Похоже, и Александру Аркадьевичу поначалу было не по себе на юном празднестве, он молчал, держался в сторонке и вообще среди румяных и лохматых коллег выглядел старшеклассником, из-за педагогической неувязки сунутым временно в группу приготовишек. Впрочем, в плане творческом так примерно и было. Среди участников фестиваля оказалось несколько человек одаренных и удачливых, впоследствии получивших большую известность — а, скажем, Юра Кукин и тогда уже ее имел. Но Галич-то был не одарен или талантлив, он был великий современный поэт, и все мы вокруг это понимали. Конечно, слово потомков впереди: может, причислят поэта к лику классиков, может, вскорости забудут — их дело. Но суд потомков бессилен отменить вердикт современников. В шестидесятых и семидесятых годах двадцатого века Галич был в России великим бардом…

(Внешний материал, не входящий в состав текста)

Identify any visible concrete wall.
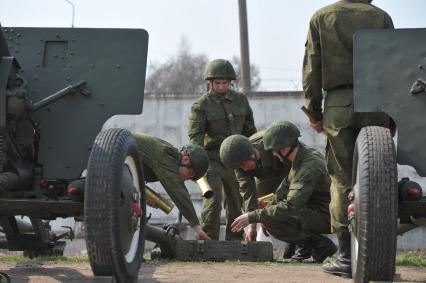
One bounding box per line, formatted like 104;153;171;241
56;92;426;251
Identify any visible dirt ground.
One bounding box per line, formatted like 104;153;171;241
0;262;426;283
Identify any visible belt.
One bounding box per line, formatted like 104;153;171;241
326;84;354;91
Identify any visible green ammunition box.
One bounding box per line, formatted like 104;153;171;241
176;240;273;262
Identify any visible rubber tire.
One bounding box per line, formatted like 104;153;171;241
84;129;146;282
350;127;398;283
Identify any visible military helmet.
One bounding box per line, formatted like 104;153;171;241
180;144;209;181
219;135;253;169
204;59;236;81
263;121;300;150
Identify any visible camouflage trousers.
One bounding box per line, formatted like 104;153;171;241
262;208;330;244
201;159;242;240
323;89;389;233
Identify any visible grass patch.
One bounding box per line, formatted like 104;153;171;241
0;255;89;264
396;251;426;267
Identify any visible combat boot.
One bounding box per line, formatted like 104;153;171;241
283;243;296;259
305;235;337;263
322;232;352;278
291;244;312;261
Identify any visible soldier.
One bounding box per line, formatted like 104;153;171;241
220;131;311;261
303;0;393;276
232;121;336;262
189;59;256;240
132;133;210;240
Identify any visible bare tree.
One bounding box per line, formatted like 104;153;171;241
145;37;260;94
145;37;208;94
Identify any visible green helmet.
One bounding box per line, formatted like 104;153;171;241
263;121;300;150
219;135;253;169
180;144;209;181
204;59;236;81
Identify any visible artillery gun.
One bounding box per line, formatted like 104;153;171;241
348;29;426;282
0;27;148;282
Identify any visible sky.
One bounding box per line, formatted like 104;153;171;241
0;0;426;91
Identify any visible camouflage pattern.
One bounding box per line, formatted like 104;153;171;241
219;135;254;169
235;131;291;212
188;90;256;239
132;132;200;226
249;145;330;243
264;121;300;150
303;0;393;233
180;144;209;181
204;59;236;80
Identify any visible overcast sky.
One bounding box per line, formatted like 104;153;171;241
0;0;426;90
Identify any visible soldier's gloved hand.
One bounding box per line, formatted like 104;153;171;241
146;199;158;208
192;225;211;240
311;120;324;134
246;223;257;242
261;223;269;237
231;213;250;233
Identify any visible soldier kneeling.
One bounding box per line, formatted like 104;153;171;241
132;132;210;240
231;121;337;262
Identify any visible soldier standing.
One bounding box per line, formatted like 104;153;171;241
189;59;256;240
303;0;393;276
132;132;210;240
232;121;336;262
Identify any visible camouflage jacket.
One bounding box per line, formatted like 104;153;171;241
235;131;291;211
249;145;330;223
188;90;256;160
132;133;200;229
303;0;393;121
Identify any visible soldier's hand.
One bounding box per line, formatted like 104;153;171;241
146;199;158;208
193;225;211;240
246;223;257;242
261;224;269;237
311;120;324;134
231;213;250;233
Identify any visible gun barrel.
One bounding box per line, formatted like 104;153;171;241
145;185;175;214
195;177;213;198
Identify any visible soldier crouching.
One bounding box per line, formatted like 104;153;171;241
231;121;337;262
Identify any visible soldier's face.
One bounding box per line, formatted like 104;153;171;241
211;79;231;94
179;154;195;181
240;160;256;171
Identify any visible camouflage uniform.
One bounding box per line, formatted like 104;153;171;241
249;145;330;243
132;133;200;227
303;0;393;233
189;90;256;239
303;0;393;276
235;131;291;214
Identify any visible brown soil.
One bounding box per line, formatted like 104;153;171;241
0;262;426;283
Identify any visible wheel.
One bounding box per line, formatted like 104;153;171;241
84;129;146;282
348;127;398;283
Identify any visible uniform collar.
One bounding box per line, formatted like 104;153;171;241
293;142;306;169
208;90;234;101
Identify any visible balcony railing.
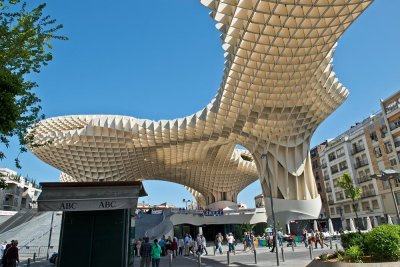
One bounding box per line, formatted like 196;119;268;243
361;190;376;198
357;176;372;184
354;159;368;169
351;145;365;155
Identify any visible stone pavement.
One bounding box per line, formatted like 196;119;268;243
20;241;342;267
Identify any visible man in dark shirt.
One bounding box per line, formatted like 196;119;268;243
6;240;19;267
140;237;151;267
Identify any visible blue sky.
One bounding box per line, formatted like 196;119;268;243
0;0;400;209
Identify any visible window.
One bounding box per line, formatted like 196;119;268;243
371;199;379;210
374;146;382;158
331;165;339;174
336;147;344;158
370;132;378;142
385;141;393;154
339;161;347;171
328;152;336;161
344;205;351;213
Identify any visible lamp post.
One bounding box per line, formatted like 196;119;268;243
182;199;191;210
371;169;400;223
261;154;279;266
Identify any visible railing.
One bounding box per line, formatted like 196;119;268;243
361;190;376;198
354;160;368;169
351;145;365;155
357;176;372;184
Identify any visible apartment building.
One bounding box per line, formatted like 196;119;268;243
310;141;329;218
0;168;42;211
310;91;400;229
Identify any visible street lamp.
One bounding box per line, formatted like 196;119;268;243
371;169;400;223
182;199;191;210
261;154;279;266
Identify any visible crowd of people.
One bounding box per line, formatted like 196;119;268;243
1;240;19;267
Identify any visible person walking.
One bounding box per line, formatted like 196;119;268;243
178;236;185;256
226;233;236;255
6;240;19;267
151;239;161;267
215;233;224;254
140;237;151;267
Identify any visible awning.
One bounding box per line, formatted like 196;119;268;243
38;182;147;211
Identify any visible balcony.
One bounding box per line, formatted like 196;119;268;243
357;176;372;184
361;190;376;198
354;159;368;169
351;145;365;155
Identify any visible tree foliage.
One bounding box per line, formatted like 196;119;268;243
0;0;67;168
0;0;67;187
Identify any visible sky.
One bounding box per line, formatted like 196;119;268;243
0;0;400;207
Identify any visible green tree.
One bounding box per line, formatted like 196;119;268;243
337;173;362;232
0;0;67;184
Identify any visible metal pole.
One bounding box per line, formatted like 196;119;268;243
47;211;54;259
265;154;279;266
388;180;400;223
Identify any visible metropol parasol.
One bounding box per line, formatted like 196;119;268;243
26;0;371;224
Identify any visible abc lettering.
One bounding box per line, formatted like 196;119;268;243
99;201;115;209
60;202;77;210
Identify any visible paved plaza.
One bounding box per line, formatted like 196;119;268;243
20;241;341;267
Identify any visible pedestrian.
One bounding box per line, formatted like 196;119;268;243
178;236;185;256
6;240;19;267
201;235;208;256
226;233;236;255
140;237;151;267
303;229;308;248
278;229;283;247
1;240;14;266
151;239;161;267
215;233;224;254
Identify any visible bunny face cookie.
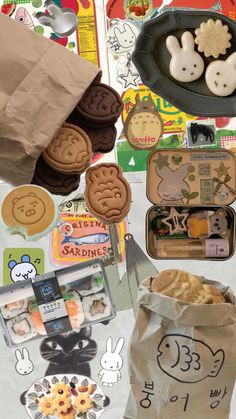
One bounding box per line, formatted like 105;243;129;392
205;52;236;96
166;31;204;83
85;163;131;223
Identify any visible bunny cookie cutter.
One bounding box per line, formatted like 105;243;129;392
35;0;78;38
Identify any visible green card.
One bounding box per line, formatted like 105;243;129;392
2;248;44;285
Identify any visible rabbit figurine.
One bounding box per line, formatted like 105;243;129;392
98;337;124;387
166;31;204;83
205;52;236;96
156;163;190;205
15;348;34;375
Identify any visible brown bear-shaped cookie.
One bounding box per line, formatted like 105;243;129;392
85;163;131;224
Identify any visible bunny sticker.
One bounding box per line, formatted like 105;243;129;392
107;19;138;55
15;348;34;375
98;336;125;387
36;0;78;38
166;31;204;83
205;52;236;96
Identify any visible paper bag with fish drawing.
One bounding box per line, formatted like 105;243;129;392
0;13;100;185
124;278;236;419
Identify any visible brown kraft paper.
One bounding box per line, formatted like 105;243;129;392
124;278;236;419
0;13;101;185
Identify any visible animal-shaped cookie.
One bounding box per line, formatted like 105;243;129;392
205;52;236;97
166;31;204;83
85;163;131;224
125;94;163;150
36;1;78;37
1;185;57;240
42;124;92;174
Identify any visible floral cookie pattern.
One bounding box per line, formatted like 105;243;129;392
42;124;92;174
1;185;56;240
85;163;131;224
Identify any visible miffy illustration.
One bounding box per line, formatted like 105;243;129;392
35;0;78;37
15;348;34;375
205;52;236;96
166;31;204;83
8;255;37;282
156;163;190;204
114;23;136;49
98;336;125;387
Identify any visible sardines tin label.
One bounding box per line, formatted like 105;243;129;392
50;213;127;266
32;277;72;335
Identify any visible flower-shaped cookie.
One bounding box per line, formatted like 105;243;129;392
195;19;232;58
54;397;71;415
59;407;76;419
52;383;71;398
74;393;93;413
39;397;55;416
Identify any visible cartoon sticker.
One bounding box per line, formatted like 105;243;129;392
98;336;125;387
124;94;163;150
15;348;34;375
107;19;139;55
3;248;44;285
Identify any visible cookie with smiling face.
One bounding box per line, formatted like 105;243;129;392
42;124;92;174
85;163;131;224
1;185;57;240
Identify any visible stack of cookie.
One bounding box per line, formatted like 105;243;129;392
67;83;123;153
31;83;123;195
150;269;226;304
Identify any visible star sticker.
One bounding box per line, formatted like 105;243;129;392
161;207;189;236
214;162;230;179
120;70;139;89
153;153;169;169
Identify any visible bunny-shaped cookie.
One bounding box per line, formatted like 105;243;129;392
205;52;236;96
166;31;204;83
156;163;190;204
36;0;78;37
114;23;136;50
98;337;125;387
15;348;34;375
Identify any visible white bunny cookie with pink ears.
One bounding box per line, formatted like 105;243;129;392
166;31;204;83
205;52;236;96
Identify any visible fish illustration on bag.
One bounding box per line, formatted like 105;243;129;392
61;233;110;246
15;7;34;28
157;334;225;383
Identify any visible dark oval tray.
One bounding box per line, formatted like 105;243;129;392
132;11;236;116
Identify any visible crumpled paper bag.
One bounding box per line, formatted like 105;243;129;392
124;278;236;419
0;13;101;185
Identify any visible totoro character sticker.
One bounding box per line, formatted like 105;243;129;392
124;94;163;150
157;334;225;383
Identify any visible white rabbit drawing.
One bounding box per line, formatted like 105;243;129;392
156;163;190;204
15;348;34;375
166;31;204;83
98;337;125;387
205;52;236;96
114;23;136;50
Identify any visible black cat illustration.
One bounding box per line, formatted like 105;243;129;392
190;122;215;144
40;327;97;377
20;327;110;407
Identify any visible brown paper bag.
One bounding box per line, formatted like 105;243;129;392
124;279;236;419
0;13;100;185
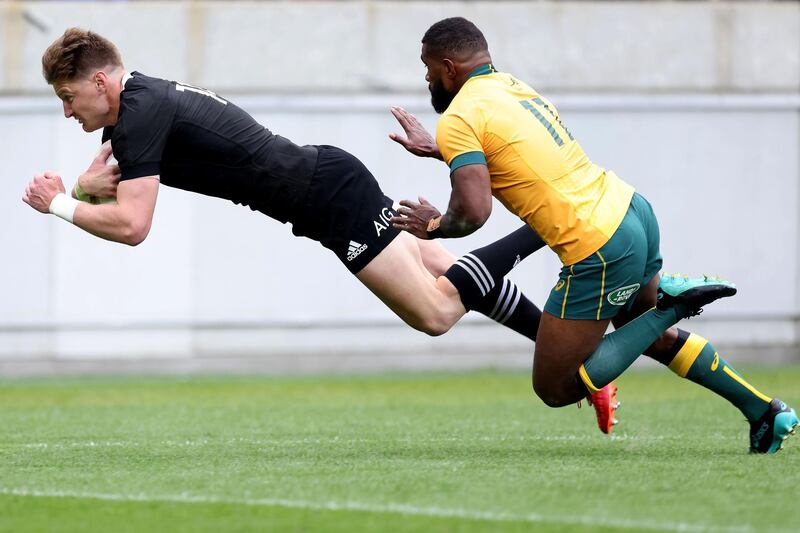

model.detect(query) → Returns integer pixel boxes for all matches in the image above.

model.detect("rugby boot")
[586,381,620,434]
[750,398,800,453]
[656,274,736,318]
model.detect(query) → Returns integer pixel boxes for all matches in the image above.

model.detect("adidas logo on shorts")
[347,241,367,261]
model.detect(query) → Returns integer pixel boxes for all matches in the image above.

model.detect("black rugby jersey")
[103,72,318,222]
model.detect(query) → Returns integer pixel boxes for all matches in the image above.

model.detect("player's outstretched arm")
[392,164,492,239]
[389,106,442,160]
[22,171,159,246]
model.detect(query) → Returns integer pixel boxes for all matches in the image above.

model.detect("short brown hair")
[42,28,122,85]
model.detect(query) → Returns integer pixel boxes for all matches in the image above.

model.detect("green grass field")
[0,367,800,533]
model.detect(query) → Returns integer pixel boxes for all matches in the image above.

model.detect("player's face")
[421,44,458,113]
[53,74,110,132]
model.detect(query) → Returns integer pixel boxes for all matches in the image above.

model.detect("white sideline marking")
[0,487,776,533]
[10,435,676,450]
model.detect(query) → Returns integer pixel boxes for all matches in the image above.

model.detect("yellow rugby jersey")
[436,65,634,265]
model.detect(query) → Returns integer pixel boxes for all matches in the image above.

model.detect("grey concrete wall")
[0,1,800,93]
[0,2,800,373]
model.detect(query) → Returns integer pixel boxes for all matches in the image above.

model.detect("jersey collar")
[466,63,497,79]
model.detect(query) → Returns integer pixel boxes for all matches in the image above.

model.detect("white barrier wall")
[0,2,800,372]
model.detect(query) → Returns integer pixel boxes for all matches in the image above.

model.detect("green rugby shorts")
[544,193,662,320]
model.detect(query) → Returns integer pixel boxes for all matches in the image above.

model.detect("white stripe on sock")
[463,254,494,290]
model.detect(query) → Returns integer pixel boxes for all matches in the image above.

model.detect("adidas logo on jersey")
[347,241,367,261]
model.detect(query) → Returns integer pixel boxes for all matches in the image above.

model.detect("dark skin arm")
[392,165,492,239]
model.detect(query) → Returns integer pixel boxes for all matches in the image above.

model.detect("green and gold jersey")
[436,65,634,265]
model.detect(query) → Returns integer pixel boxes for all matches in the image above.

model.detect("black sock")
[444,224,544,309]
[473,278,542,341]
[444,224,544,340]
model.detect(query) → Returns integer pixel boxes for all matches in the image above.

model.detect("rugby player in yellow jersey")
[391,17,798,453]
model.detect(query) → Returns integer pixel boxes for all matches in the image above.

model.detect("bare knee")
[411,316,453,337]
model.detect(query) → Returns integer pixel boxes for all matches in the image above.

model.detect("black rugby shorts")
[292,146,400,274]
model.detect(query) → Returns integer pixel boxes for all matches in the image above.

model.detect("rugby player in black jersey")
[23,28,556,354]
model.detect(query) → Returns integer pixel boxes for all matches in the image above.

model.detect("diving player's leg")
[417,226,544,341]
[355,232,466,335]
[417,239,456,278]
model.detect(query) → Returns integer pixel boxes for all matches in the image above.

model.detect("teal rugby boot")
[750,398,800,453]
[656,274,736,317]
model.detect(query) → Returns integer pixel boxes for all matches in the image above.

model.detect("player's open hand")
[78,141,121,198]
[22,170,64,213]
[391,196,441,239]
[389,106,442,159]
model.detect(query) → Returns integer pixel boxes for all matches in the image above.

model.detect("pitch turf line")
[0,487,776,533]
[14,435,676,450]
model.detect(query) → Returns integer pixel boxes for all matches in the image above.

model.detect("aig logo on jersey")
[347,241,367,261]
[608,283,639,305]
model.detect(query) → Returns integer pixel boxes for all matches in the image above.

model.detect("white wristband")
[49,192,80,224]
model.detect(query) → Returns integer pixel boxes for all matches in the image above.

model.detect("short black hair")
[422,17,489,54]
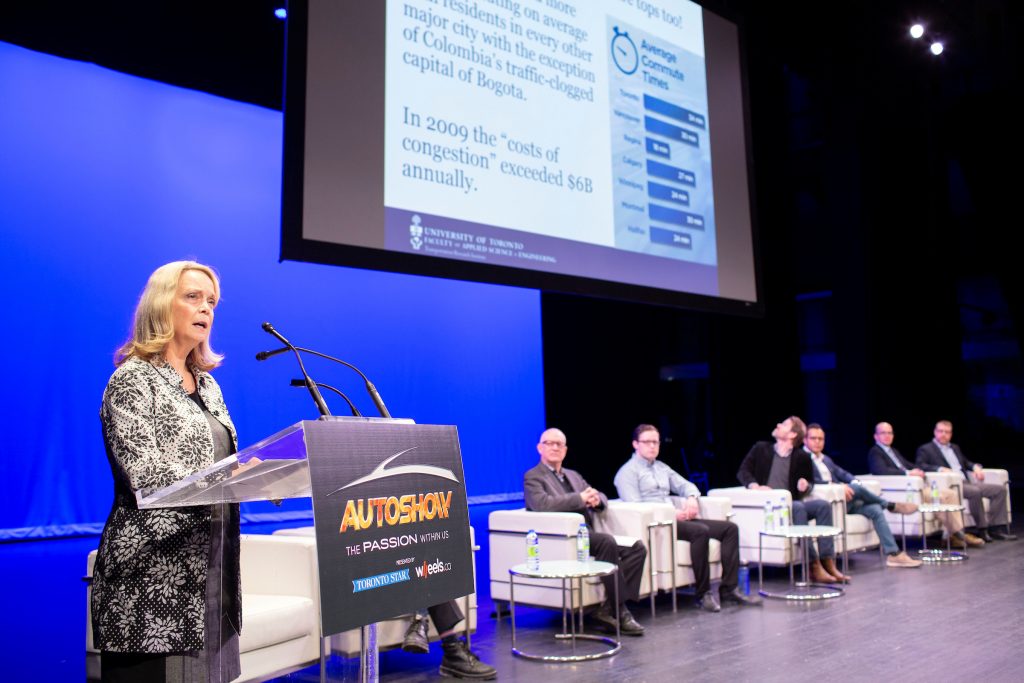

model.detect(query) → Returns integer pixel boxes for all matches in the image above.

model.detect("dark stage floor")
[0,515,1024,683]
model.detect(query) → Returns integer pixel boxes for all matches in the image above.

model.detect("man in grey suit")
[522,429,647,636]
[916,420,1017,542]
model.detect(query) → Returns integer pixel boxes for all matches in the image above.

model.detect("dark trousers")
[963,481,1007,528]
[590,529,647,604]
[676,519,739,598]
[793,498,836,560]
[427,600,463,634]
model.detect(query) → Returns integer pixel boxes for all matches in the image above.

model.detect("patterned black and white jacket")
[90,356,242,652]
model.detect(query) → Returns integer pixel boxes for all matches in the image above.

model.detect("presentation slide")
[286,0,757,311]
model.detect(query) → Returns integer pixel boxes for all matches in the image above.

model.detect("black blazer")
[736,441,814,501]
[918,441,974,476]
[867,443,925,474]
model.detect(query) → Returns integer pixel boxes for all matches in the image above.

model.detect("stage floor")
[0,515,1024,683]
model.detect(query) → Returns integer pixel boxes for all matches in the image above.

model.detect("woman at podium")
[90,261,242,683]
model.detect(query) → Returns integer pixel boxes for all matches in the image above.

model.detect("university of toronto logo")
[409,214,423,251]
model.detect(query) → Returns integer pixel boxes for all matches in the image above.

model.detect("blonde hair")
[114,261,224,371]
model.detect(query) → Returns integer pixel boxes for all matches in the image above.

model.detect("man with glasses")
[916,420,1017,543]
[867,422,985,550]
[522,429,647,636]
[804,422,922,567]
[615,425,761,612]
[736,415,850,584]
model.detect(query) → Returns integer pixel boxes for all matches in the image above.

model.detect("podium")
[135,417,474,680]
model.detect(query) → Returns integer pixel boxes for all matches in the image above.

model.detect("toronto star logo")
[409,214,423,251]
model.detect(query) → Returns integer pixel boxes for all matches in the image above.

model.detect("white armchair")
[85,535,321,682]
[858,472,967,536]
[597,497,732,610]
[708,486,796,566]
[487,508,606,612]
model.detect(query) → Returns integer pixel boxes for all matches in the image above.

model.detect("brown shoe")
[886,552,922,567]
[821,557,850,584]
[811,560,836,584]
[964,531,985,548]
[893,503,918,515]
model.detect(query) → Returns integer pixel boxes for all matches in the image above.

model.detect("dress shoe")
[697,591,722,612]
[618,607,643,636]
[886,551,923,567]
[811,560,836,584]
[590,604,618,633]
[964,531,985,548]
[401,616,430,654]
[821,557,850,584]
[438,636,498,681]
[718,587,763,606]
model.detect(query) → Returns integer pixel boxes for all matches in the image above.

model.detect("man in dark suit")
[916,420,1017,541]
[522,429,647,636]
[804,423,922,567]
[736,415,850,584]
[867,422,985,550]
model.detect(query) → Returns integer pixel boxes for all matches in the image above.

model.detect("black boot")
[401,614,430,654]
[438,636,498,681]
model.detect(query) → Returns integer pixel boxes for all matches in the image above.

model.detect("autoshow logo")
[328,445,459,496]
[416,558,452,579]
[409,214,423,251]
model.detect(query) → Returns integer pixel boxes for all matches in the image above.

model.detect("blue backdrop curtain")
[0,43,544,540]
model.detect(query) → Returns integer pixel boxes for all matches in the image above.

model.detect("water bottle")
[577,522,590,562]
[765,501,775,531]
[778,498,790,528]
[526,529,541,571]
[738,562,751,595]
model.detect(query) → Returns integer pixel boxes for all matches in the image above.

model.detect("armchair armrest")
[857,476,884,496]
[708,486,793,508]
[487,508,584,536]
[697,496,732,521]
[981,467,1010,485]
[241,533,319,601]
[597,500,676,542]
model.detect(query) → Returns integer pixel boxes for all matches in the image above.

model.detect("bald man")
[867,422,985,550]
[522,429,647,636]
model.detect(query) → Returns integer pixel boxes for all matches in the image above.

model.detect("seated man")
[615,425,761,612]
[736,416,850,584]
[916,420,1017,542]
[522,429,647,636]
[804,423,922,567]
[867,422,985,550]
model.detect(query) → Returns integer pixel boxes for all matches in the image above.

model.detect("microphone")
[262,323,331,417]
[291,380,362,418]
[256,342,391,418]
[256,346,292,360]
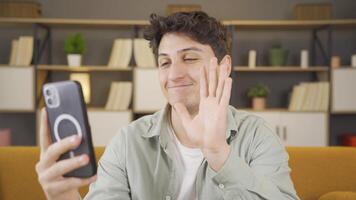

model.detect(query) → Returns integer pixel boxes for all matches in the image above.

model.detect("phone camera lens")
[46,89,52,96]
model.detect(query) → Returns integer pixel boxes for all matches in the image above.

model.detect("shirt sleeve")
[84,130,131,200]
[207,119,299,200]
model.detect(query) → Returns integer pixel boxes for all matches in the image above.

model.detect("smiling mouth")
[167,84,193,89]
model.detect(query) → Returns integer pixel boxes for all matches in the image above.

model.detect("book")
[134,39,157,68]
[9,39,19,66]
[108,39,132,68]
[15,36,33,66]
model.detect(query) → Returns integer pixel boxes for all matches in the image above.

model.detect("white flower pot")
[67,54,82,67]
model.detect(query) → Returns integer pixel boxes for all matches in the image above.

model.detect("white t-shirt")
[169,118,204,200]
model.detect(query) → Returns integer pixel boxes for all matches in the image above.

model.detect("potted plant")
[247,83,270,110]
[268,44,289,66]
[64,33,85,67]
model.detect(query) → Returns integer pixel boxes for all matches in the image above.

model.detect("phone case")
[43,81,96,178]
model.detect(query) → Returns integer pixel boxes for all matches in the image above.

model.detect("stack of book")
[9,36,33,66]
[105,82,132,110]
[288,82,330,111]
[108,39,156,69]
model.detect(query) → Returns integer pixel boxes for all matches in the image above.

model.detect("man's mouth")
[167,83,193,89]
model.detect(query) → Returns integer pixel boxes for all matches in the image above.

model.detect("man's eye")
[184,58,198,62]
[160,62,169,67]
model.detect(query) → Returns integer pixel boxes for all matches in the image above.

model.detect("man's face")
[158,33,215,114]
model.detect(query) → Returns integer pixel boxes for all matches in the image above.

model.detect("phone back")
[43,81,96,177]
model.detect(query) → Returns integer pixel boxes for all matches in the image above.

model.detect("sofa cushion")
[319,191,356,200]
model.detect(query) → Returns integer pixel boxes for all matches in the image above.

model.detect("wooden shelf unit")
[0,17,356,28]
[37,65,132,72]
[233,66,329,72]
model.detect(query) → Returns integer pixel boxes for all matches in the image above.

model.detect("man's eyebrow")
[158,47,203,57]
[178,47,203,52]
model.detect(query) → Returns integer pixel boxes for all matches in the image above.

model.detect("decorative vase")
[268,48,288,66]
[67,54,82,67]
[0,128,11,146]
[252,97,266,110]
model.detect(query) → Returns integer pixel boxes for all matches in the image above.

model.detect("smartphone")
[42,81,97,178]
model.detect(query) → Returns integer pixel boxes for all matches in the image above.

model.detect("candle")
[330,56,341,68]
[351,54,356,67]
[248,50,257,68]
[300,49,309,68]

К счастью, вечером длинного и редкостно насыщенного первого новосибирского дня я увидел другого Галича.
Что это были за песни, говорить не стану — нынче настоящий, не урезанный Галич хорошо известен, а там был именно настоящий, „избранный“ Галич, вся его классика. Помню, лишь одна песня прозвучала бледно: единственная о любви. Что поделаешь — в большинстве своем даже очень крупные поэты не универсальны. У кого некрасовский талант, у кого есенинский…
Мы молчали. И не только потому, что после отточенных песенных слов любые свои прозвучали бы убого. Было невозможно представить себе только что услышанные стихи на официальной советской сцене.
Видимо, Галич тоже почувствовал это и решил нам помочь.
— Смотрите, ребята, — сказал он, — песен много, можно выбрать те, что поспокойнее.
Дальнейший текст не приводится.